Ernesto Valverde está comenzando su cuarta temporada consecutiva en el banquillo del Athletic (la sexta si contamos las dos campañas que dirigió en la pasada década) con el éxito y el balance satisfactorio como denominador común. Una cuarta plaza y billete de Champions (con récord de puntaje incluido), una final de Copa y un título de Supercopa han adornado cada uno de sus tres ejercicios concluidos, convirtiendo la presencia del club en competiciones europeas en una costumbre adquirida.

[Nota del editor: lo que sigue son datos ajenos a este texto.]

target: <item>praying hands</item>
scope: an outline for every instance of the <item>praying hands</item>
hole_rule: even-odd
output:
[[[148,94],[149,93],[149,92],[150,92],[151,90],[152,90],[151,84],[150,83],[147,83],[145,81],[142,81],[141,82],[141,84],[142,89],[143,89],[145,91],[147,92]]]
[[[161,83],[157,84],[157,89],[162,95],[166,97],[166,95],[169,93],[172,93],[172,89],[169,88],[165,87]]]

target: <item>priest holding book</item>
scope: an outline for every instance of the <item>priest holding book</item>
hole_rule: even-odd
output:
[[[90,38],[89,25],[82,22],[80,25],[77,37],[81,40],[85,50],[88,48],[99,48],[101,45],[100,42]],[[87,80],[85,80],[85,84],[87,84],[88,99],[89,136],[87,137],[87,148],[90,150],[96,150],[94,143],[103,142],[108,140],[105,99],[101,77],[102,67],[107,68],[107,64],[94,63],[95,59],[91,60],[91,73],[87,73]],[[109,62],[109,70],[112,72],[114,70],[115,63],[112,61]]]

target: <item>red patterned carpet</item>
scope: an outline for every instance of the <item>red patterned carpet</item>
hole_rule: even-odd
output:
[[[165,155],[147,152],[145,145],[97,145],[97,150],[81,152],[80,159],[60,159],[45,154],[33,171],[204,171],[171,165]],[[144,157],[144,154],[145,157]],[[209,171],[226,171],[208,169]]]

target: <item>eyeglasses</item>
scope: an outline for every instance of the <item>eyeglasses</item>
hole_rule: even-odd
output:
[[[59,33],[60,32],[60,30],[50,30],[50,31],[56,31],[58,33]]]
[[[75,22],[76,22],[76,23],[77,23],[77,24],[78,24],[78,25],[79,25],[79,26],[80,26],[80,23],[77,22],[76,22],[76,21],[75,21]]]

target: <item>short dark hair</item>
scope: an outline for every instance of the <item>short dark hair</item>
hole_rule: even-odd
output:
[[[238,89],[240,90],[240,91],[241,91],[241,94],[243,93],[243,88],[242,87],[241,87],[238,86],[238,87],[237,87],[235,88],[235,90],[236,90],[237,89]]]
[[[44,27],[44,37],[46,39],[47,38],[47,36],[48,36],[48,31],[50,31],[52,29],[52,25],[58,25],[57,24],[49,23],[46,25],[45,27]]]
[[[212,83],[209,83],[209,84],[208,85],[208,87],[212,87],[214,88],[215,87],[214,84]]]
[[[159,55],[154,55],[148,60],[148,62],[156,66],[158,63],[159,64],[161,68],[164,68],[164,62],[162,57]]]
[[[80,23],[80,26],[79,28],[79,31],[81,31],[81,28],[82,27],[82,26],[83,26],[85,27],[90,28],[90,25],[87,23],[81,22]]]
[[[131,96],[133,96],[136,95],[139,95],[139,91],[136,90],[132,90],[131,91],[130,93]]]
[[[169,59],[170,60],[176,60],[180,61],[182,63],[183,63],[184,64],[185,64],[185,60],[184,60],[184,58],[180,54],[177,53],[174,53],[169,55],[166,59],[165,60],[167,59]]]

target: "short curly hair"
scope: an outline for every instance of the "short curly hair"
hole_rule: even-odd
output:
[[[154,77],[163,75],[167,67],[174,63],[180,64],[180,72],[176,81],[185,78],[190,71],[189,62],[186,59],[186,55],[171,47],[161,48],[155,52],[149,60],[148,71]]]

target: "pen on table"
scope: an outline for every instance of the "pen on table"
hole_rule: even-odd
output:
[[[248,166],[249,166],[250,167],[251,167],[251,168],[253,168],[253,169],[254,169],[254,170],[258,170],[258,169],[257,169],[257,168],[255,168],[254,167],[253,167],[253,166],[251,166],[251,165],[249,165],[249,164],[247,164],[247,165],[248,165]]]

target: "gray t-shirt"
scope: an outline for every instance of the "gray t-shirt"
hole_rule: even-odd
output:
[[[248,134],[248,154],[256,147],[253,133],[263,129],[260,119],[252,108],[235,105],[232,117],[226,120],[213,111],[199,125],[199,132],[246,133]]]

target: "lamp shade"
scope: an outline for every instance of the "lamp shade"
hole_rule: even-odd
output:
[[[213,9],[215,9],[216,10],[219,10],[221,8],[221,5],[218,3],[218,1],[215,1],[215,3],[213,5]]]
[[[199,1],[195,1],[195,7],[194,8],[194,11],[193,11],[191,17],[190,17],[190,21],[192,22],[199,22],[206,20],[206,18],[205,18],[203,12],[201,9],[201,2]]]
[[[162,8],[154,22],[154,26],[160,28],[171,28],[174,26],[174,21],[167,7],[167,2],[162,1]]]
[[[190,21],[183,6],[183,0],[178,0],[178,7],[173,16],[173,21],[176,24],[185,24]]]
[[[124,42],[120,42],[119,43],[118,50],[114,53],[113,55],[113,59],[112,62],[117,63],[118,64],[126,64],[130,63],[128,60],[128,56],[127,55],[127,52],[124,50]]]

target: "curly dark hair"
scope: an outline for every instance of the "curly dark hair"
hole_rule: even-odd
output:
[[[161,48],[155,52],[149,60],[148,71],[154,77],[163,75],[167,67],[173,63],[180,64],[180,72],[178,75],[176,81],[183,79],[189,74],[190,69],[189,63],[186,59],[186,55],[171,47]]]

Recibió en 2013 un equipo tan cansado de Bielsa como galvanizado por el estilo y el discurso de su pretendida locura, así que, desde su menuda serenidad y su conocimiento de las arterias del Athletic y su mito, supo conservar los rasgos de Marcelo que le interesaban sin levantar sospechas, y pintó de rojo y blanco algunos dogmas sin fe.

Su huella es felina, su estirpe es memoria. Su Athletic, que es el de todos, se reconoce a primera vista, y a eso los analistas lo suelen denominar identidad. Sencillo pero valiente en la salida, alterna dos circuitos para llegar a campo contrario (uno interior con guiño “lavolpiano” y otro lateral de líneas más verticales) y necesita los costados para acelerar. Un ritmo elevado es imprescindible para que consiga dominar el juego y ser realmente competitivo, y tácticamente, las dos piezas clave son el segundo medio y el primer enganche (que, además, definen con nombres propios la evolución de 2013 a 2016: de Mikel Rico a Beñat; de Ander Herrera a Raúl García).

Y así ha llegado Valverde a este verano, con las pérdidas prohibidas en primera línea, la defensa del balón parado y la compostura tras fracasar la presión inmediata como retos a superar. Listón y objetivos conocidos, potencial conservado en filosofía y una plantilla sin novedades: ha regresado Kepa Arrizabalaga para tratar de acercar el futuro, y han recibido su melena de león Mikel Vesga, Yeray Álvarez y Enric Saborit.

Total, que Txingurri llegó a las vacaciones convencido de que la novedad y las sorpresas las tendría que aportar él. Un equipo más capaz y más completo sin refuerzos en el vestidor necesita crecer mediante rutinas inesperadas, otros estímulos, nuevas formas de relacionarse. ¿Somos tan buenos como podríamos ser? ¿Cómo crecer si somos los mismos de siempre? Al fin y al cabo, como decía Eduardo Galeano, “somos lo que hacemos para cambiar lo que somos”.

Su Athletic, que es el de todos, necesitaba un cambio para subir un peldaño en la escalera de la ilusión. O eso pensaba Valverde…

Llegó la pretemporada, las “balas de fogueo” que diría Joaquín Caparrós, y el míster del Athletic probó cosas, ¡vaya si probó! Desde activar más tarde las bandas hasta cargar los circuitos interiores; escalonar permanentemente a los pivotes e incluso probar con Eraso en el lateral derecho…

Aún es pronto pero, a día de hoy, no se aprecia a ojos profanos ninguna mejora en ninguna debilidad del equipo. Tampoco se percibe continuidad en las nuevas ideas, aunque la verdad es que ha quedado la sensación de que Valverde ha hecho pruebas sin convicción. Como si durante las horas bajo el sol del verano hubiese meditado sus intenciones. Como si se encontrara en un compromiso que ya no sentía necesitar.

A todo esto, ha llegado la temporada y las balas ya son las de verdad. Al Athletic de Valverde, que es el de todos, le ha cogido a medio vestir, sin ritmo, con el pantalón enfundado en una pierna y la otra levantada con gesto de apuro, en mitad de ninguna parte. A las puertas de la ciudadela esperan los campeones de Liga y Copa, piadosos de nadie, verdugos de (casi) todos nuestros sueños que un día sentimos vivos. Si alguien sabe de cambios, ése es Lio Messi. Cambia de embrujo, cambia de ejecución y hasta cambia a todo un Barça entero para que nada cambie: seguir ganando, seguir siendo el mejor. El gatopardo más letal e infalible.

La cita le llega pronto a San Mamés, que es casi tanto como no decir nada. El león ya no tiene escapatoria, no hay tiempo y las excusas nunca fueron alternativa. Siempre quedará la opción de recordar a Oscar Wilde: recoger los trastos, dirigirse al portón y exclamar sorprendido al abrir: “Discúlpeme, no le había conocido; he cambiado mucho”.